Olimpia Poznań, to marka piłkarska z ogromną tradycją. Powstał w 1945, założyli go milicjanci. Stąd nazwa MKS – Milicyjny Klub Sportowy. W swojej historii Olimpia występowała nawet na najwyższym poziomie rozgrywkowym w Polsce, jednak czasy świetności dobiegły końca.W 2005 roku klub został oficjalnie rozwiązany. Od tego sezonu Olimpia powróciła na piłkarską mapę Polski. Występuje w poznańskiej B-klasie, zaś jej władze mają nietypowy pomysł na prowadzenie klubu.
O innowacyjnym pomyśle władz nowej Olimpii pisze Radosław Nawrot z portalu sport.pl. Na czym polega nietypowe rozwiązanie, które już niebawem ma wejść w życie? Klubem mają zarządzać… internauci. Internetowy Klub Piłkarski Olimpia, to kopia projektu, który całkiem niedawno funkcjonował w Niemczech. Mowa o zespole FC Inter Dragon, o którego składzie, taktyce, czy transferach decydowali kibice w internetowych głosowaniach. Robert Nadrau, obecnie prezes IKP Olimpii, występował w tej drużynie i wzorce zza zachodniej granicy chciałby przenieść na polski grunt. Efekt był zaskakujący. Awansowaliśmy do A-klasy, potem do ligi okręgowej. Miasteczko, w którym działał klub, liczyło ledwie 25 tys. mieszkańców. Tymczasem liczba menedżerów szła w setki tysięcy, zwłaszcza gdy o klubie poinformowały media, np. telewizja ARD, albo gdy napisał o nim „New York Times”. Byli to użytkownicy nie tylko z Niemiec, ale nawet z USA czy Arabii Saudyjskiej. Fenomen – opowiada o nietypowym rozwiązaniu dotyczącym zarządzania klubem.
Nadrau przyznaje, że Olimpia również ma być fenomenem na podobną skalę. Prezes IKS-u zdradził, że aktualnie trwają prace nad systemem komputerowym, dzięki któremu kibice będą mogli decydować o wszystkich ruchach wewnątrz klubu i drużyny.
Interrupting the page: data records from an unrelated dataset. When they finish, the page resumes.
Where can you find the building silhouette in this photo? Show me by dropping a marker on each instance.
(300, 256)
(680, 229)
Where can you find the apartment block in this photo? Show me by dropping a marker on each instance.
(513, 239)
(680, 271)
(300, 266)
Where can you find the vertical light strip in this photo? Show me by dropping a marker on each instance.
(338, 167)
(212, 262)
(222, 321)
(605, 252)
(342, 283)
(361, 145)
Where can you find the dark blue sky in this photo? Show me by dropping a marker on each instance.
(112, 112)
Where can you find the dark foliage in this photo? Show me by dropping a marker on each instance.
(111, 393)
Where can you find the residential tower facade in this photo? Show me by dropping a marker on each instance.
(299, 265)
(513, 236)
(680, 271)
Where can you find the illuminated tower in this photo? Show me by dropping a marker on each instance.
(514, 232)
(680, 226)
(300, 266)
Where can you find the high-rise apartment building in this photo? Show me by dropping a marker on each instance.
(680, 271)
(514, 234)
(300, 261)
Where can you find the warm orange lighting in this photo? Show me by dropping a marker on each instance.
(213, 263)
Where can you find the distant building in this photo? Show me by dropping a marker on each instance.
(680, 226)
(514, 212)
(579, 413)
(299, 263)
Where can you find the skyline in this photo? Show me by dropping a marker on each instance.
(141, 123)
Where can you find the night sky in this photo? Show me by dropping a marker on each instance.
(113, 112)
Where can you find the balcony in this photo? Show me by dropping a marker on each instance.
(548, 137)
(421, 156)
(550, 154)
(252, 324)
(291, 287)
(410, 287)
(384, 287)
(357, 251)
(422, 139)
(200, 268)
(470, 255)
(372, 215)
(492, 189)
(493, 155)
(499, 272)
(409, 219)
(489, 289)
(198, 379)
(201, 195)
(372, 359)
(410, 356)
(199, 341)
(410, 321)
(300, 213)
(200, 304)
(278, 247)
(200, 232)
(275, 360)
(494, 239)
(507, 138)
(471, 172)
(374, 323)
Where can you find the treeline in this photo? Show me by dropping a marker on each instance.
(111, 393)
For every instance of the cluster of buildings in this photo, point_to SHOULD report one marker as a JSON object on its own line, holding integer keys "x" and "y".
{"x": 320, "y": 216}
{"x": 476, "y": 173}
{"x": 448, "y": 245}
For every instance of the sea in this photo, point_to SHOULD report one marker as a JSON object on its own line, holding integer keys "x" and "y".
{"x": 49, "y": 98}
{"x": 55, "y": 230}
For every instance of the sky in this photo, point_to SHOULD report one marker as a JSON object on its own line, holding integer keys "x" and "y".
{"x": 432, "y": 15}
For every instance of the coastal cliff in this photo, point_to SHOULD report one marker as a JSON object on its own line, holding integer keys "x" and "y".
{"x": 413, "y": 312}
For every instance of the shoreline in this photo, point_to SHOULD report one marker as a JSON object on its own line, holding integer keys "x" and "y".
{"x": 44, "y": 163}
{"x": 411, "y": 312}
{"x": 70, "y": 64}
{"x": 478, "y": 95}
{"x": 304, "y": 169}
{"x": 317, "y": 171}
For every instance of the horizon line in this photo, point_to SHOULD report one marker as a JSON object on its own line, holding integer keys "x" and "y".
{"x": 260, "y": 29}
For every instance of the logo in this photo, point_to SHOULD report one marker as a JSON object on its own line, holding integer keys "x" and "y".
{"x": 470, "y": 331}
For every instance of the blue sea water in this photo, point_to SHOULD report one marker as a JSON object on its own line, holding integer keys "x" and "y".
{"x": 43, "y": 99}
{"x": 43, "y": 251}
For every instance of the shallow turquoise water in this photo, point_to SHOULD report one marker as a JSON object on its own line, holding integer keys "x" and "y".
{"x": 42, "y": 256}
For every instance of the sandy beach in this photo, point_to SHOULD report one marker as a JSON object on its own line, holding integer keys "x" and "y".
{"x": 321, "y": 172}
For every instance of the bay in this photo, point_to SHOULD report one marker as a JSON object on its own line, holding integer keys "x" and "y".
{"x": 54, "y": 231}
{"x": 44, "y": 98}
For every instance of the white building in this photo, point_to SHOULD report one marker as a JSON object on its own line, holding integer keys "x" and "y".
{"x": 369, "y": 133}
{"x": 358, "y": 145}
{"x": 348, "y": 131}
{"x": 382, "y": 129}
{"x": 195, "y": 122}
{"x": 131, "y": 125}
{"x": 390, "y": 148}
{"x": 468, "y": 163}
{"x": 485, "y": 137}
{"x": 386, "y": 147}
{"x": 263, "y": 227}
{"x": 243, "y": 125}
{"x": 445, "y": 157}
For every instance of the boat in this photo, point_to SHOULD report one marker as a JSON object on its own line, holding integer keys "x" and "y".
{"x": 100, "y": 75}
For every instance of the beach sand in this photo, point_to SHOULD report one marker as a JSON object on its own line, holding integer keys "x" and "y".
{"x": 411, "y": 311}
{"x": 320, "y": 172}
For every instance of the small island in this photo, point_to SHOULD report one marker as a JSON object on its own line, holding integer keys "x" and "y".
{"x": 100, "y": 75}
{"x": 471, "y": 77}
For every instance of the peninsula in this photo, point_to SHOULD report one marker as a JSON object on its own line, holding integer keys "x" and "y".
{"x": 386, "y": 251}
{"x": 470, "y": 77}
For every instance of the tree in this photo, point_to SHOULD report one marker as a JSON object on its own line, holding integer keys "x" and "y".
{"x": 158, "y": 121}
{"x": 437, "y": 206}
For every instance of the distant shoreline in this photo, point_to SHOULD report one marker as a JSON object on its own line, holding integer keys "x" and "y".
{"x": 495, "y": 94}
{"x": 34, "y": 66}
Ten system to serce klubu. W Niemczech właśnie on zawiódł, nie poradził sobie z mnogością chętnych. W Polsce chcemy go tak dopracować, by działał bez zarzutu – powiedział i dodał, że póki co Olimpia rozgrywa swoje mecze według tradycyjnych zasad (i idzie jej całkiem dobrze, po 7 kolejkach jest liderem poznańskiej B-klasy).
W jaki sposób kibice będą dokonywać wyboru zawodników, którzy w najbliższym spotkaniu wybiegną na murawę? Dzień przed meczem w internecie transmitowany będzie trening drużyny, na podstawie którego fani wybiorą pierwszą jedenastkę. Wszystko odbywać się będzie za pomocą żetonów, czyli wirtualnej waluty służącej do obstawiania. Jak w kasynie – mówi Nadrau. Kibice, czyli wirtualni menedżerowie, będą obstawiać żetony na poszczególnych zawodników, następnie całość zostanie podliczona i na tej podstawie wyłoniona zostanie pierwsza jedenastka. Żelazną zasadą takiego rozwiązania jest umowa między trenerem a kibicami, zgodnie z którą nie będzie mógł zmienić on żadnego zawodnika aż do przerwy, chyba, że w grę wchodzi kontuzja. To jedyny wyjątek. Podobnie rzecz będzie miała się z transferami. Klub najpierw zorganizuje testy, z których przeprowadzi transmisję w internecie, a następnie kibice zdecydują, który zawodnik ma wzmocnić Olimpię.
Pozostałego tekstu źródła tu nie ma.